Editor's Note
IF THEY SURVIVE…will we?
That was the spooky come-on for The Boys From Brazil, the popular 1978 movie that served as many people's introduction to cloning and other forms of genetic manipulation. What a downbeat primer: Based on the Ira Levin novel, the plot revolved around Josef Mengele, then the most notorious at-large war criminal from World War II, and an attempt to create a Fourth Reich by genetically engineering a new Hitler.
The year 1978 showcased another biologically loaded debut, one that momentarily inspired far more fear and panic than The Boys From Brazil: the birth of Louise Brown as the world's first "test-tube baby." "Is it dehumanizing," asked Time, "a step that is to be condemned because it puts the moment of creation outside the body into a mechanical environment?"
A quarter of a century later, The Boys From Brazil surfaces occasionally on late-night TV, an over-the-top relic of apocalyptic '70s culture. In vitro fertilization, the process through which Louise Brown was conceived, is common enough that it no longer merits much discussion, let alone societal anxiety.
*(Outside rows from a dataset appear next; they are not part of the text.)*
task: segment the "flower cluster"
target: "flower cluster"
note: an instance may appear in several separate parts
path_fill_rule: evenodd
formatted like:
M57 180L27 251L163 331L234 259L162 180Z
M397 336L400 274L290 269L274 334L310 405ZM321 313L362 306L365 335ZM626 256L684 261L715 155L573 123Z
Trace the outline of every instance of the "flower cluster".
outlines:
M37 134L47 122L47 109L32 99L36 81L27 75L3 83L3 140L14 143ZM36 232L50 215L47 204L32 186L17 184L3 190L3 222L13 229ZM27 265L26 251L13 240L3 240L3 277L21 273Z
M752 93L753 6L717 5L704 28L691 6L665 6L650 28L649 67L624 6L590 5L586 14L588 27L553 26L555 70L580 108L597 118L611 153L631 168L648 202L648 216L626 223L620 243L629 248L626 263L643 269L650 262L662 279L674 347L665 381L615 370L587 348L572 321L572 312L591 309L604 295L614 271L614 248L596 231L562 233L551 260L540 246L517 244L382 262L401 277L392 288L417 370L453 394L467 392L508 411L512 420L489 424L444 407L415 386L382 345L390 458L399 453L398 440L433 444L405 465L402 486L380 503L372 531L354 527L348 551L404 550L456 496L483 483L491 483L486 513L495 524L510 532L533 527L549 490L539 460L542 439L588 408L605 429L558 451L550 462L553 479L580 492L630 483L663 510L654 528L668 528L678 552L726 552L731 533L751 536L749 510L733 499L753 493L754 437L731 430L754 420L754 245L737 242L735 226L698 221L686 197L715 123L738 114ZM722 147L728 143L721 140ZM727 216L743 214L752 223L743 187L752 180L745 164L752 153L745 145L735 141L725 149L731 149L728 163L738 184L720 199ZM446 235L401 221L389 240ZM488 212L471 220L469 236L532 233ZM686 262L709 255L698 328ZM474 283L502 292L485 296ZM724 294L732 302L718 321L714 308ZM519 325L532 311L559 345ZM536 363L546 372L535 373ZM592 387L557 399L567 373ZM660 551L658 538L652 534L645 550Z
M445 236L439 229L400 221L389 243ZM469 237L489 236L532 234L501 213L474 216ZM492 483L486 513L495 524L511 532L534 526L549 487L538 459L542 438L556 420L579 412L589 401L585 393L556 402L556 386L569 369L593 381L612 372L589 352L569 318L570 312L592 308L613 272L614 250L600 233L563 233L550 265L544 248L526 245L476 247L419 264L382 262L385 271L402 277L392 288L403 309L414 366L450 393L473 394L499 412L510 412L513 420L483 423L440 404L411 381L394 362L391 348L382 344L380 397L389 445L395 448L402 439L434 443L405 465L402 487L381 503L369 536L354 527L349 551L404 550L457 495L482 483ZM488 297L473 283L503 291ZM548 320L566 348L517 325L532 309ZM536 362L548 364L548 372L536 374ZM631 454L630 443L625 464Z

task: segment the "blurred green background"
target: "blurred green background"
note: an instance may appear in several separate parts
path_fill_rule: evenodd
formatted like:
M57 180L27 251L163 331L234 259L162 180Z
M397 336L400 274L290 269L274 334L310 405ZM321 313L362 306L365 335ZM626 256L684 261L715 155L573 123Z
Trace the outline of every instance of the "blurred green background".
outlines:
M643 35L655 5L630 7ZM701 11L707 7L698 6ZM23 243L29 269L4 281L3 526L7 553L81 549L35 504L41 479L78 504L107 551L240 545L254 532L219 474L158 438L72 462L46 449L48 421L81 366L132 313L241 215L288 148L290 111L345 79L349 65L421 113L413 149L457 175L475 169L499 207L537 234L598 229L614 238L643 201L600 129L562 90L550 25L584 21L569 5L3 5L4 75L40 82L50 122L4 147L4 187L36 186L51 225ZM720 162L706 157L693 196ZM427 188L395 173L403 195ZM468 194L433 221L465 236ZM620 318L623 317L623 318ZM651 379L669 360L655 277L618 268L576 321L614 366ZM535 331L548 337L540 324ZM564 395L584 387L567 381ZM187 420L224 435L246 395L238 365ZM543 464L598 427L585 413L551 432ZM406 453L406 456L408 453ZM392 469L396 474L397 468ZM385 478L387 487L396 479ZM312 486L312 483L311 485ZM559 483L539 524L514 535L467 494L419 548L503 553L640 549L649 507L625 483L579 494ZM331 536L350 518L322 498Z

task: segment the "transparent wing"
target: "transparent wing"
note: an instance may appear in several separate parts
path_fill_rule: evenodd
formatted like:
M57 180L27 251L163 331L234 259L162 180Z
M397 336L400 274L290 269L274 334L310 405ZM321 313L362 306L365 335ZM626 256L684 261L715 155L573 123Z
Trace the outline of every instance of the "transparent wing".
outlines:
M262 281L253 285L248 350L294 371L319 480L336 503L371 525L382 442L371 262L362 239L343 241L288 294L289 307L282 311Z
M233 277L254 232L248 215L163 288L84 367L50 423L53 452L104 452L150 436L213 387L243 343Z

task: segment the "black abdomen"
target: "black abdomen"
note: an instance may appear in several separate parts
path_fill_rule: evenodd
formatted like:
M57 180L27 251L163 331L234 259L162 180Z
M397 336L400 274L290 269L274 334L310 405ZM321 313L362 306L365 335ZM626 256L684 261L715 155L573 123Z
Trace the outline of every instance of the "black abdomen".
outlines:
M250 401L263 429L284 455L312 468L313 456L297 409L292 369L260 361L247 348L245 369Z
But as human cloning and a host of other related technologies edge closer to becoming reality, arguments over their desirability, implications, and legal status are only getting started. This is serious stuff: Not only do these procedures hold forth the greatest promise for the improvement of human life in the coming decades, but they are on the verge of being prohibited, at least in the United States.
Last year the House of Representatives passed a comprehensive ban on human cloning, including therapeutic cloning aimed at creating embryonic stem cells that might one day help cure Alzheimer's disease, diabetes, and many other illnesses. As I write this, President George W. Bush is pushing the Senate to pass the ban, which he will happily sign into law.
This is the vital backdrop for "The Clone Wars," a debate between Gregory Stock, author of Redesigning Humans: Our Inevitable Genetic Future, and Francis Fukuyama, author of Our Posthuman Future: Consequences of the Biotechnology Revolution (page 34). In those books—and in reason's pages—they provide the most lucid cases for and against cloning and other biological manipulations. To be upfront about it, I'm in Stock's camp on this issue, believing not only that such technologies will help minimize human suffering but that they are morally defensible tools which will someday allow individuals greater control over their bodies and their lives.
"Biological enhancement will lead us into unexpected realms, eventually challenging our basic ideas about what it means to be human," writes Stock in the first chapter of his book. "Some imagine that we will see the perils, come to our senses, and turn away from such possibilities. But…to forgo the powerful technologies genomics and molecular biology are bringing would be as out of character for humanity as it would be to use them without concern for the dangers they pose. We will do both. The question is no longer whether we will manipulate embryos, but when, where, and how."
Stock is doubtless correct about the long run. In fact, as he underscores, we are already manipulating embryos. As with in vitro fertilization, once the benefits of the new technologies are realized, they will be embraced, or at least tolerated, as tools for individual empowerment. But legislation—and lingering fears borne out of fantastic scenarios such as The Boys From Brazil—will have a lot to say about when, where, and how. If they survive, it will take that much longer for our future to happen.